Taiwan has made important improvements in its rules-making procedures. But some additional steps are needed.
The Tsai Ing-wen administration deserves hearty applause for its extension of the notice and comment period for new laws and regulations from 14 to 60 days, an initiative that propels Taiwan to the front rank in Asia in the area of public rule-making. The change greatly improves the workings of Taiwan’s Administrative Procedure Act (APA) by providing all interested parties with a chance to weigh in on new regulatory proposals, but more still needs to be done to ensure that the new system works as efficiently and effectively as possible.
Those were the key messages in a presentation given by Dan Silver, general manager in Taiwan for Abbott Laboratories Vascular Division and Standing Vice Chairman of AmCham Taipei, at the Transparency Dialogue attended July 28 by representatives from numerous Taiwanese government agencies and visiting American officials from the Office of the U.S. Trade Representative and Department of Commerce.
In the presentation, entitled “Regulatory Coherence: Making the Most of Taiwan’s APA Achievements,” Silver described the broad input made possible by the longer consultation period as a type of crowdsourcing.
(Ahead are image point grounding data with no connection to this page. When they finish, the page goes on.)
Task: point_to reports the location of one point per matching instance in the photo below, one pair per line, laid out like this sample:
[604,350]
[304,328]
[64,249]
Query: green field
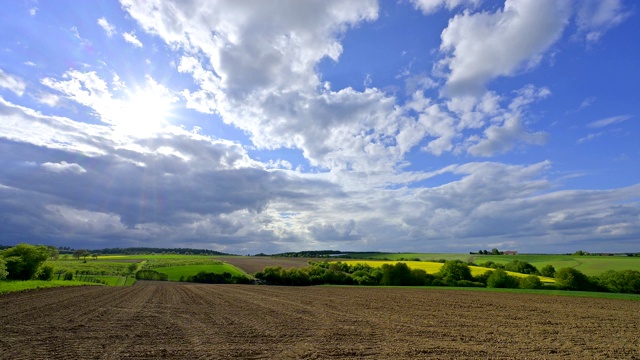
[589,265]
[90,266]
[7,286]
[175,272]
By collecting ideas from numerous sources and allowing the pros and cons of all proposals to be duly considered, the system helps ensure that new rules are necessary, practical, and well-thought-out, easing the later workload for both regulators and the regulated.
Other crucial aspects of the system are the requirement that government agencies respond to the comments in aggregate, and the government’s establishment of well-designed, user-friendly online platforms – such as the join.gov.tw website – to facilitate communication between the public and the authorities.
To ensure that the mechanism receives wide utilization by stakeholders, Silver encouraged the government to take more steps to boost public awareness and participation, including the enlisting of high-ranking officials and other prominent opinion leaders to spread the word. Inclusion of English-language capability on the websites would also open the platforms to ideas from experts and other interested parties around the world, he suggested.
Silver’s presentation also noted that of the regulations proposed since the new notice and comment requirement went into effect last October, only 60% had complied with the 60-day provision. The rest made use of exemptions such as the need for emergency action. Silver recommended measures to ensure that exceptions to the 60-day rule are rare.
He also suggested that agencies who sometimes use the Q&A sections on their websites (rather than formal announcements) to make known important re-interpretations of regulations should refrain from that practice as contrary to the transparency the recent APA reforms intend to promote. And he advised that government agencies need more time than the currently mandated 14 days to respond to public comments in a thoughtful and comprehensive manner.
Overall, however, he stressed that the revised notice and comment procedure is such an outstanding achievement that Taiwan should look for ways to share its know-how and experience in this respect with other countries around the world.